Patent search in costume history

sclv
3 min readSep 22, 2020

I need to somehow draw the line, which of what I have done, I am going to patent, and which is more convenient to leave free. I think the open standard might be the idea of the most protective suit. Moreover, there is too much obvious in this idea to accurately formulate a claim. I have no particular desire to do this. There may be a certain pitfall here. Clothing turns into a dwelling — an obvious thing from time immemorial. And the older the more obvious. What have I come up with here new, if you take the idea itself? This is probably the question that will be asked repeatedly. Perhaps I only proposed the idea of tightness and, accordingly, preserving the sterility of the internal environment. This is, however, the main purpose of protective clothing. Another main goal is to make the transformation quick and easy. Now, for more than six months of the epidemic, medical personnel are still placed in difficult working conditions. Spending six hours in a full protective kit is the norm and is always difficult to bear. As a rule, a person is forced to get rid of protective clothing somewhere in the middle of this period. It is a long, difficult and dangerous process. The transformation of protective clothing into a room should enable personnel to carry out basic hygiene procedures without leaving the protective environment.

The transformation should not be carried out manually, but by some mechanism hidden inside the fabric of the entire protective suit. In the usual everyday case, a person can of course turn outerwear into some kind of a tent for rest. But this is done manually. In what I suggest, all transformation is a single working mechanism. Human actions here should be absolutely minimal. In modern clothes, all equipment is arranged in such a way that you could undress and dress using only your own hands. This has not always been the case. In the era of servants and valets, the style of clothing was different, and this was not only to maintain status. They wore raincoats in old paintings, didn’t they? Did the Musketeers wear cloaks? Earls, dukes and the simply privileged class? It seems to me that if we delve deeply into the history of the costume, we will see that there is nothing fundamentally new in what we are now inventing. Of course, the owner himself can wrap himself in the cloak with the famous theatrical gesture, but it seems that the servants were more involved in this. But as in other cases of history and progress, here too there were obviously attempts to replace the servants with a hidden mechanism.
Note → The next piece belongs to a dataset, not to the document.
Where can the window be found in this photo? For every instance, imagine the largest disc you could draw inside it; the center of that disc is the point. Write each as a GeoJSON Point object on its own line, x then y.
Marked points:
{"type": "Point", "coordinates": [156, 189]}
I have no feeling that I am doing something fundamentally new here.

As for bracelets for medical gloves, here, on the contrary, I am convinced that there was no such idea before me. There could not be such bracelets, first of all, because they are full-fledged devices from the very beginning. Here the very approach to solving the problem plays a role. If the transformation of the suit is a traditional automation, where one external force changes the entire structure, then the bracelet is a separate module. In traditional automation, the mechanics are triggered entirely and all at once. It is always one level. Each part has only one or two degrees of freedom here. This is a drawback associated mainly with the dependence of the entire mechanism on any detail. If something breaks or gets stuck, the whole mechanism stops. The reason why I decided to leave linear automation in the design of the transformable suit for now is that this is a one-time kit, which obviously should be as cheap as possible, and whose service life is obviously clearly limited. Where a modular design is used, there are several levels. It is a parallel and competitive system. The mechanism does not break, but simply starts to work slower and not quite correctly. But this can only work with electronics. I can imagine that in the old days some master of such a Coppelius created an amazing bracelet on some kind of complex springs and suction cups, but such a mechanism would hardly have worked for a long time and did not break after several times.